Le deuxième article soulève aussi certains problèmes. Sans nous prononcer sur quelques thèses qui ne vont pas sans difficultés – parmi lesquelles : « le fait […] qu’il y ait des perceptions momentanées, qui avancent toujours vers de nouvelles perceptions grâce à l’appétit de chaque monade, montre que percevoir est un acte créateur » (p. 48), « le point de vue du percevant établit la différence entre les individus » (p. 59), ou encore « s’il n’y avait rien de réel, il n’y aurait ni espace ni temps, pas plus que de phénomènes » (p. 71) –, nous nous arrêterons sur l’affirmation suivante : « In statu crescendi, il est possible d’ajouter continuellement de nouveaux points de vue de Dieu [et] chaque monade est un point de vue de Dieu » (p. 51).

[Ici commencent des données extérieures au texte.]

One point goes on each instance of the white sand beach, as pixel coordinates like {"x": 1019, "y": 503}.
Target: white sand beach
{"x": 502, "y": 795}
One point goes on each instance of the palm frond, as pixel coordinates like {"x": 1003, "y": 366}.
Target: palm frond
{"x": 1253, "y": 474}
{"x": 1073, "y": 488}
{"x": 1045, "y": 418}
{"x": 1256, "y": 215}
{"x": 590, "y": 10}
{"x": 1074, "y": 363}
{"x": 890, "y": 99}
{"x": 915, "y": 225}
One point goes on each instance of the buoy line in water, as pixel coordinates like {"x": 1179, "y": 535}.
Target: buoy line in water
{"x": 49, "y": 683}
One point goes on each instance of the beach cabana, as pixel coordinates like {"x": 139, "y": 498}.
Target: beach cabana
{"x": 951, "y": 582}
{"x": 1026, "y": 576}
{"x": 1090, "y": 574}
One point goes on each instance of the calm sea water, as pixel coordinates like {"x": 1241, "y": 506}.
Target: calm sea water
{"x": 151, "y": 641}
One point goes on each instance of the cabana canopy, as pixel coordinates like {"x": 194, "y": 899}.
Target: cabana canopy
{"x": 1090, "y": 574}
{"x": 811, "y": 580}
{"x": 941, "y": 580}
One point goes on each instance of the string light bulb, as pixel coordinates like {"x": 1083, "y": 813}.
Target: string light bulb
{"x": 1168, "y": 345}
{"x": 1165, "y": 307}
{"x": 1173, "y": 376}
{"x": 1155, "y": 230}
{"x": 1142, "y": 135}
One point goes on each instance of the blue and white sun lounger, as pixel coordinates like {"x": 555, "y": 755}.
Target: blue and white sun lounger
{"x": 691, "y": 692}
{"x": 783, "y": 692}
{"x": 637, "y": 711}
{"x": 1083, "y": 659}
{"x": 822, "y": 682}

Schepers fait ici référence au célèbre article 14 du Discours de métaphysique (1686), où Leibniz explique que « Dieu, tournant pour ainsi dire de tous côtés et de toutes les façons le système général des phénomènes […] le résultat de chaque vue de l’univers, comme regardé d’un certain endroit, est une substance qui exprime l’univers conformément à cette vue […] » (A VI, 4-B, 1 449-1 550). Mis à part le problème de l’interprétation de ce passage, qui fait écho à certaines thèses du De Summa Rerum (1675-1676) et, tout particulièrement, à l’explication leibnizienne de l’existence d’une pluralité de choses à partir d’un tourbillon ou vortex – comme l’a suggéré Catherine Wilson (1999) –, on se demande comment admettre qu’il serait possible d’ajouter des nouveaux points de vue de Dieu, c’est-à-dire de nouvelles monades dans l’univers. Si Dieu agissait de la sorte, cela signifierait qu’il n’aurait pas créé l’univers d’un seul coup, si bien qu’à chaque fois qu’il créerait de nouvelles monades, il faudrait penser qu’il corrige l’univers imparfait qu’il a créé au commencement : il n’y aurait pas d’harmonie préétablie, parce que « l’harmonie » serait le résultat d’une correction perpétuelle de la part de Dieu. On se placerait dès lors dans un cadre occasionnaliste plus que leibnizien. Aussi cette affirmation ne paraît-elle pas recevable.

Les troisième et quatrième articles ne présentent pas de problème majeur – si l’on met de côté cette petite erreur glissée à la fin de la note 38 de la page 109, où le texte renvoie à l’article 11 du Discours de métaphysique, au lieu de l’article 2. Dans ces deux études, les références sont abondantes et les analyses de l’auteur sont précises et exactes. Cependant, la théorie de l’espace et du temps chez Leibniz étant l’un des sujets parmi les plus étudiés chez les commentateurs et les historiens des sciences du XVIIe siècle, on regrette l’absence de confrontation avec d’autres sources interprétatives portant sur le même sujet (Schepers ne cite que Hans Reichenbach, p. 73, note 2). Il faut saluer, en revanche, une manière originale de traiter la question de la nature du sujet en l’opposant au problème du sujet de la nature, dans le quatrième article. La différence entre la théorie leibnizienne de la notion complète individuelle et le monisme de Spinoza reste ainsi mieux expliquée.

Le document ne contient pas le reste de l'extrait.